A plan to end homelessness in Winnipeg was released this week by Winnipeg’s Task Force to End Homelessness.
The Task Force, convened by United Way and Winnipeg Poverty Reduction Council, consulted with many Winnipeggers who have a stake in ending homelessness: from a Council of Elders to the non-profit service providers who work daily to meet the needs of people on the street; from government policymakers to the private sector. This collection of voices shaped the plan into a shared vision of what’s possible.
The Plan’s boldest element is the notion of a new non-profit organization to provide leadership, coordination, and centralized funding, whose sole focus is ending homelessness in Winnipeg.
The goal is to create a streamlined process that fasttracks homeless individuals into housing, similar to the emerging best practice of Housing First.
The Task Force’s message is clear: as a community, there needs to be a shift from managing homelessness to ending it.
Presently, some of the most chronically homeless people in our city are being housed in emergency beds, in hospital waiting rooms, in ambulances, in jails and detention centres. The reality is that this is some of the most expensive and inappropriate housing around.
1. Prevent homelessness, by creating accessible pathways to permanent housing for people who are leaving hospitals, institutions and Children’s Service Authorities. Create a “one-stop” resource and centralized intake targeted to the needs of people at risk of homelessness, so they can easily access all available information, help and money.
2. Create a person-centred system of care. Most people will end their homelessness on their own or with the services currently available. But for some, mental illness, long-term substance abuse, post-traumatic stress disorder and developmental disabilities make it difficult for them to end their homelessness with the support currently available. They need an actual system of care created, focused specifically on ending homelessness through “Housing With Supports” programs.
3. Increase the supply and availability of housing to combat Winnipeg’s low vacancy rate, including the ultimate creation of 7500 affordable housing units.
4. Measure what we do, so we can be sure it’s making life better in Winnipeg. Conduct an annual census of homeless people, and make the data easy to share.
The Task Force has tried to ensure that the voices of those who are, or who have been homeless, are paramount, by including the opinions and advice of those most affected by this issue.
A video produced by the Task Force featuring the experience of Fred Knoedler, someone who has been homeless in Winnipeg, can be viewed here:
This week’s statement by the Task Force reads, “We believe we can end homelessness in Winnipeg, improve the quality of people’s lives, reduce the burden on emergency services, and address one of the roots causes of chronic poverty in our community.”

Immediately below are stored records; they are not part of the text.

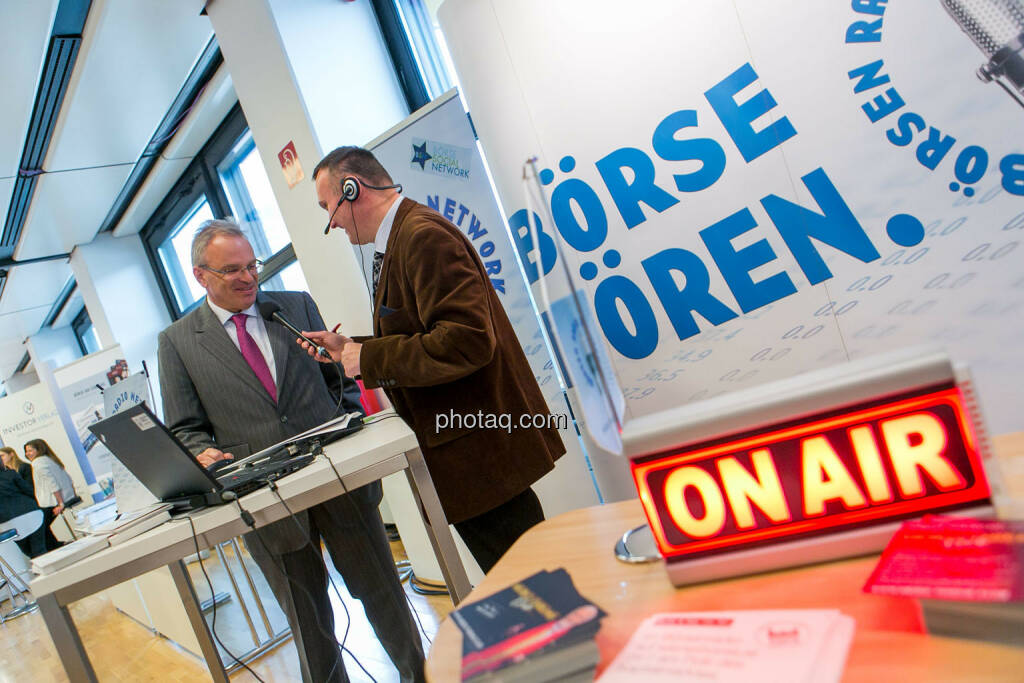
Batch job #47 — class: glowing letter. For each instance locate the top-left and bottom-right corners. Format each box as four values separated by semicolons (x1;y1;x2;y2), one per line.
881;413;967;498
849;425;893;503
800;436;867;517
665;467;725;539
718;449;791;528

The statement also encourages all citizens “to read the plan, dream big about what we can all accomplish together, and to contact us if you’d like to get involved in making homelessness history.”
Siloam Mission will be holding a Breakfast Briefing at the Winnipeg Convention Centre on Tuesday morning, May 6. CTV Morning Live will cover the event with live reporting from the Convention Centre.
A panel of guests will be convened to address the steps that are being taken toward creating new housing for those experiencing homelessness. Discussion will focus on plans in the community to tackle homelessness and address Winnipeg’s affordable housing crisis.